5. Broadcast live from events you run
- Do you organise events such as client breakfasts or seminars? Live-stream the speakers as they present, or the panel discussion if you have one. Open up the conversation that’s taking place in the room in real time. If your events are more of an exclusive nature, maybe record some live vox pops early in proceedings or brief snatches throughout the course of the event to ratchet up non-attendees’ FOMO levels.
6. ‘Ask me anything’/Live Q&As
- These question-and-answer sessions really could be anything relevant about your business, as long as you’re addressing questions people frequently ask. For the adventurous leader or company founder, you could go down the ‘ask me anything’ route, either generally – a bit scary doing this, but can be very effective in building trust and connection – or simply stick to specific topics or themes. For example, imagine some new legislation has just been enacted that will have a profound impact on your industry – get your leaders and/or relevant subject matter experts out there discussing the issue live, in public, in real time. Encouraging questions from viewers will enhance the levels of engagement.

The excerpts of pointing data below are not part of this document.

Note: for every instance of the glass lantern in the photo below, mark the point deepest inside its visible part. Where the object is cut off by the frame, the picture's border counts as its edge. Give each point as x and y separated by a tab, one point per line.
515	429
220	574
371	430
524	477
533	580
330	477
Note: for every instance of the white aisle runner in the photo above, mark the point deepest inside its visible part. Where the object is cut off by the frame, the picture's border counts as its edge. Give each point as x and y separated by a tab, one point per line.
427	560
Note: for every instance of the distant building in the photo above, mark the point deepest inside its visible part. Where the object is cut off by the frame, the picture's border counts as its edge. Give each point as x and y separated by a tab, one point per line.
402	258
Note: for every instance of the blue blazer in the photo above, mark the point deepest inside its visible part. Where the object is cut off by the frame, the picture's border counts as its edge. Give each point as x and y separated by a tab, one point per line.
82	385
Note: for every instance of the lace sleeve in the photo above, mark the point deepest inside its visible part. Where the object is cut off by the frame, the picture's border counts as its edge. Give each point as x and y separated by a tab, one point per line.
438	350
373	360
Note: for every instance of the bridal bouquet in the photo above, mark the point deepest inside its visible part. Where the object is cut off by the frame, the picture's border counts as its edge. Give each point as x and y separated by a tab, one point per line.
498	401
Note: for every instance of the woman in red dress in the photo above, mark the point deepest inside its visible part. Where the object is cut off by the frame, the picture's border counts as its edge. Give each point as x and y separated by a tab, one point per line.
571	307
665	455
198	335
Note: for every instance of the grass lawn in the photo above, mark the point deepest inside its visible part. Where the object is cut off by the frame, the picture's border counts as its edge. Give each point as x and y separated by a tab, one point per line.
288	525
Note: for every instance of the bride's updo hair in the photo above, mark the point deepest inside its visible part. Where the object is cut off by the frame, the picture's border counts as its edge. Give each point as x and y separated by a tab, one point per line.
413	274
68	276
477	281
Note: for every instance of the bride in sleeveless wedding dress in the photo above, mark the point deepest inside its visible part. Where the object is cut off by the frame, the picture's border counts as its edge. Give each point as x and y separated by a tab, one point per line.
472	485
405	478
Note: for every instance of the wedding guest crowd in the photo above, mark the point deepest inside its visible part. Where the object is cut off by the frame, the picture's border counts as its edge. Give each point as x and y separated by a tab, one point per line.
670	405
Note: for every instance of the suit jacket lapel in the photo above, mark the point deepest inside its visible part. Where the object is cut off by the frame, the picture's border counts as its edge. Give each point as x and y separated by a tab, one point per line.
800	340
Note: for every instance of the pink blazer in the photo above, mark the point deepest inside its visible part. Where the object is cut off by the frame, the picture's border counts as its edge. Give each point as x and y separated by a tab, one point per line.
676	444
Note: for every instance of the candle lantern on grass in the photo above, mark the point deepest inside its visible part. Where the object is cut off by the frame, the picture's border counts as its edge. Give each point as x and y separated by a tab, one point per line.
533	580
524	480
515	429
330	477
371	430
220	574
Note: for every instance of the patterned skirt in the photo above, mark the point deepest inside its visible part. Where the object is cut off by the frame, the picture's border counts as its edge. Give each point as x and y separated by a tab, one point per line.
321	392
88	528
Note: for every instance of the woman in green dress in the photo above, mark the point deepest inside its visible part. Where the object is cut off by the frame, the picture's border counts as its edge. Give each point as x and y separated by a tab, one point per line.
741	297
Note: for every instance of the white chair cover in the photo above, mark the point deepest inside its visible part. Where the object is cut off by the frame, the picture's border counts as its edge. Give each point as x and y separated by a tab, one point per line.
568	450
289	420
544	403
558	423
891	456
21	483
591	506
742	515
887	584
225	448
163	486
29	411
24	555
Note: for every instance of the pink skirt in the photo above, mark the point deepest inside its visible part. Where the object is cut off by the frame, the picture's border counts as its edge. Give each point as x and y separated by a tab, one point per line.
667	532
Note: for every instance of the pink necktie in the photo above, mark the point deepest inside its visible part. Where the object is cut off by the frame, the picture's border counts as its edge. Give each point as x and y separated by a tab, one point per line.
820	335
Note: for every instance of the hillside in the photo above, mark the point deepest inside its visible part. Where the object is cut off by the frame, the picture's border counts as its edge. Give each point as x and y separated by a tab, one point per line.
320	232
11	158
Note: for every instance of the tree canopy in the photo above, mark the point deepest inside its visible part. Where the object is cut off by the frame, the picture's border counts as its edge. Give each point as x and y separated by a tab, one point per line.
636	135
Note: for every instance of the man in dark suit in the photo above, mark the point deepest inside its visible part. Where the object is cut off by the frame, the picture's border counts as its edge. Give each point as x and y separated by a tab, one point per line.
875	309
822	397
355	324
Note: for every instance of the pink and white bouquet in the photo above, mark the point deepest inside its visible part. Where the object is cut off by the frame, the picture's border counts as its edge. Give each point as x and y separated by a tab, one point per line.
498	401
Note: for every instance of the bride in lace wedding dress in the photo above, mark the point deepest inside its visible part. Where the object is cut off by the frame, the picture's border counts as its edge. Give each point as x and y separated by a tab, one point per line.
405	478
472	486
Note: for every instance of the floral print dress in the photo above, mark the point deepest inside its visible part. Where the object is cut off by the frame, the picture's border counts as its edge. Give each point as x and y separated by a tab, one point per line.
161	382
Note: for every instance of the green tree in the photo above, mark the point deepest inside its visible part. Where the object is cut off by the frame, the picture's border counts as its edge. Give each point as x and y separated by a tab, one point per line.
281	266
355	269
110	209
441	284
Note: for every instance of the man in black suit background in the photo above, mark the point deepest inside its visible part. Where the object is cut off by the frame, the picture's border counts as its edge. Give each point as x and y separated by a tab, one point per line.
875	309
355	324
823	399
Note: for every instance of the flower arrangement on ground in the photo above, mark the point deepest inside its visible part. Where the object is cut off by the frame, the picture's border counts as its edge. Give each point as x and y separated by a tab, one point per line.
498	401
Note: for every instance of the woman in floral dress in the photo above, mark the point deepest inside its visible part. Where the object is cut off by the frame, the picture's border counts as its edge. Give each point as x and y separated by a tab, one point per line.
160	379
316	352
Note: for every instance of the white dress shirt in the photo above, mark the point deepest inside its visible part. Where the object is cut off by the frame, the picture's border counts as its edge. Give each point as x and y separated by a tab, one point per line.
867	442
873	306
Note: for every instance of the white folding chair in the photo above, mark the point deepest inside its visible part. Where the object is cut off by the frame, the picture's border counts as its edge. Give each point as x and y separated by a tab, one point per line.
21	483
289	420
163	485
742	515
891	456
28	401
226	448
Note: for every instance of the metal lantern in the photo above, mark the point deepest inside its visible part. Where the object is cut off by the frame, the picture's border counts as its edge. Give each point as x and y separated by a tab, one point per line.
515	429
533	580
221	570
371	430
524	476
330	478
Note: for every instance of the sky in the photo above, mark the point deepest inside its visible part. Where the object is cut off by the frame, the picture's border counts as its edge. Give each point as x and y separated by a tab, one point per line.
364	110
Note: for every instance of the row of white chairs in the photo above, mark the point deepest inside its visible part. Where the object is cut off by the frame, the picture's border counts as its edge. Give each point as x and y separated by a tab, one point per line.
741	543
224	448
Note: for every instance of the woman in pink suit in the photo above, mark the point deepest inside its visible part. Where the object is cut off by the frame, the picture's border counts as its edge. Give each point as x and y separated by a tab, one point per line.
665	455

Why do I like video live-streaming?
I think the fact it’s live – raw, authentic, unvarnished and unedited – makes video streaming a powerful form of human communication. I know the rawness of live streaming will understandably worry some people, especially those in marketing and communications who are used to controlling the message, but I think we need to start overcoming such roadblocks in our content-led communications. It is 2019 after all!
And for those who believe people don’t like watching video that’s not slickly produced, think again! There’s ample proof online to show that unpolished video, whether it’s live or recorded, is massively popular with your everyday punter.
Will video live-streaming take over from some of the other powerful communication methods we’re seeing out there i.e. Facebook advertising, blogging or podcasting, webinars, live events, email or YouTube video? I doubt it. I think live-streaming is an excellent adjunct to those activities in that it adds a powerful real-time human dimension to a company’s marketing and therefore a great way to differentiate your brand from the competition, but only if done with deep conviction and strategic intent.